Frankly, the fact that the supply chain in this country has not been more disrupted than it has been during the pandemic is a minor miracle.
Energy has remained abundant because we produce more at home and thus are less dependent on foreign sources; I can't imagine how much worse conditions would be if there were the type of gasoline shortages some of us experienced in the early 1970s and again in 1979. I remember it well; at times there were odd and even days on when you could buy your gas depending on your license plate and $5 limits. Add that fuel to today's fires and I don't even want to think about it.
We saw toilet paper shortages early in the pandemic, but they mainly were driven by demand as consumers stocked up due to fear that they'd run out. We saw it with meat for a while, with limits placed on chicken purchases, at least in our area. We saw it with empty shelves of butter, but that no longer is an issue, either.
Cleaning supplies still seem to be in short supply; my wife is endlessly looking for Clorox wipes with little success. Thankfully, ice cream remains in abundant supply, as does coffee.
But good luck trying to buy a bicycle these days. Due to a combination of factors, including higher demand and falling exports, bike shelves are quite bare.

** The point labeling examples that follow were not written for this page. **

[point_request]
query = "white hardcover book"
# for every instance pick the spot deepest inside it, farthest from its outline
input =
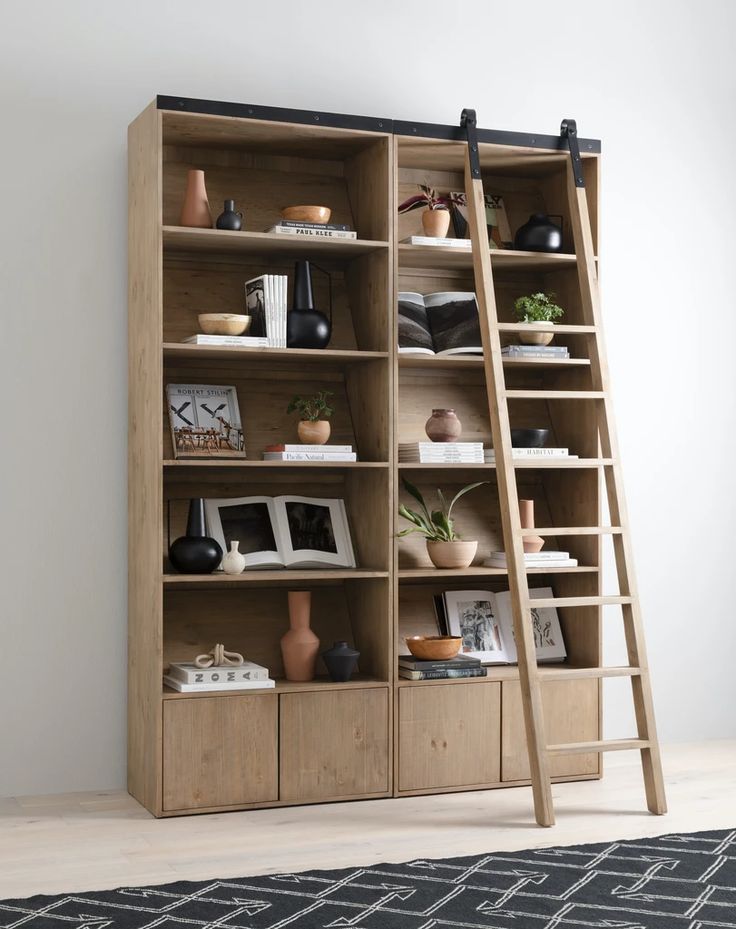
(182, 687)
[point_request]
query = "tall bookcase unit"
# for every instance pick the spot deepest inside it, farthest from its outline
(376, 736)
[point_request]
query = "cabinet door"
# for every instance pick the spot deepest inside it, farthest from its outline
(570, 715)
(333, 744)
(449, 735)
(220, 751)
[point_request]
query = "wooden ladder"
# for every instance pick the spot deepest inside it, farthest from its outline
(498, 396)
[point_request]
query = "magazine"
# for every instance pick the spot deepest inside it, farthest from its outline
(485, 622)
(283, 532)
(205, 421)
(444, 323)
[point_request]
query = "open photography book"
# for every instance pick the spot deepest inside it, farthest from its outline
(283, 532)
(485, 622)
(444, 323)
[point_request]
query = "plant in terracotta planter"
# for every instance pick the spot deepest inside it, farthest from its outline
(314, 414)
(445, 547)
(436, 215)
(537, 309)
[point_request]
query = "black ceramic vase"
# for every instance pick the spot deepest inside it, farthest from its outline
(306, 327)
(195, 552)
(538, 234)
(340, 661)
(229, 218)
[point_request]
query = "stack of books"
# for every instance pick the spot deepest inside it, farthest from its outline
(553, 352)
(412, 669)
(324, 230)
(542, 559)
(441, 452)
(187, 677)
(285, 452)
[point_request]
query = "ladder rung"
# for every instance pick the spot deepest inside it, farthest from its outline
(573, 674)
(555, 394)
(611, 745)
(581, 601)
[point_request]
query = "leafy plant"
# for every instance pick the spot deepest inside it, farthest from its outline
(538, 308)
(312, 409)
(436, 526)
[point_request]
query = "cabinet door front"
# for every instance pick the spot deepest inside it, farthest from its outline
(449, 735)
(333, 744)
(570, 715)
(220, 751)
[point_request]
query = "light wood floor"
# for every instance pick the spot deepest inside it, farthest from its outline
(90, 841)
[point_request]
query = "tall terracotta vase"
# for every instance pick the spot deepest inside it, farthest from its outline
(532, 543)
(299, 646)
(195, 211)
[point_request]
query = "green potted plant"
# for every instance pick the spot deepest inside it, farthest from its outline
(537, 309)
(445, 547)
(314, 415)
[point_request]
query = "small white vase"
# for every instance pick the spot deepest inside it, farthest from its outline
(234, 561)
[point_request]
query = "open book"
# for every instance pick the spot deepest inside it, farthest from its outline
(439, 324)
(485, 622)
(283, 532)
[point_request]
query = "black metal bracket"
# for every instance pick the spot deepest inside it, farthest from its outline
(569, 131)
(469, 123)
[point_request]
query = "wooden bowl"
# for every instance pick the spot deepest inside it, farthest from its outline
(433, 647)
(307, 214)
(223, 323)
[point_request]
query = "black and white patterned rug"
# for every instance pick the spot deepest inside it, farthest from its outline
(669, 882)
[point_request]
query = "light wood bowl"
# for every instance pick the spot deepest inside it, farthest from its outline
(223, 323)
(433, 647)
(307, 214)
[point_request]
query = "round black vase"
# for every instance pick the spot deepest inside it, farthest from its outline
(538, 234)
(195, 552)
(340, 661)
(229, 218)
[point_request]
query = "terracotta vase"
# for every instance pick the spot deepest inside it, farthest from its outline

Earlier this year I was contemplating purchasing a new racing bike, but instead had my 15-year-old bike rehabbed. I couldn't buy a new one now if I wanted to.
We ordered one of our daughters a beach bike in May; three months later it's still not here. Evidently it has been shipped but is sitting somewhere in California. Here's where things get interesting; my wife was told there has been no movement due to a shortage of FedEx trucks.
Shipping clearly has slowed due to the pandemic for a lot of reasons, but the one that has affected our twice-a-week garbage pickups by Waste Management (WM) is perhaps one of the most interesting. Pickups have been so sporadic that the company finally contacted customers in our area apologizing and stating it simply doesn't have enough drivers, so there is a labor shortage. Whether that has been driven by pandemic-related unemployment payments remains to be seen, but that's got to be part of it.
Last but not least, there has been another run on guns and ammunition. FBI background checks were up 79% year over year in July as folks have been arming themselves amid chaos in parts of the country. It isn't quite what I observed back in the ammo lines in 2013, but I've again seen ammo in shorter supply and some stores putting limits on ammo purchases. Guns have been selling like hotcakes, and some are in very short supply. Gun names such as Sturm, Ruger & Co. (RGR) (up 67% year to date), Smith & Wesson Brands (SWBI) (up 159%), retailer Sportsman's Warehouse (SPWH) (up 114%) and ammunition name Vista Outdoors (VSTO) (up 198%) have soared.
Overall, however, we've been fortunate so far in terms of being able to get what we need amid very strange circumstances.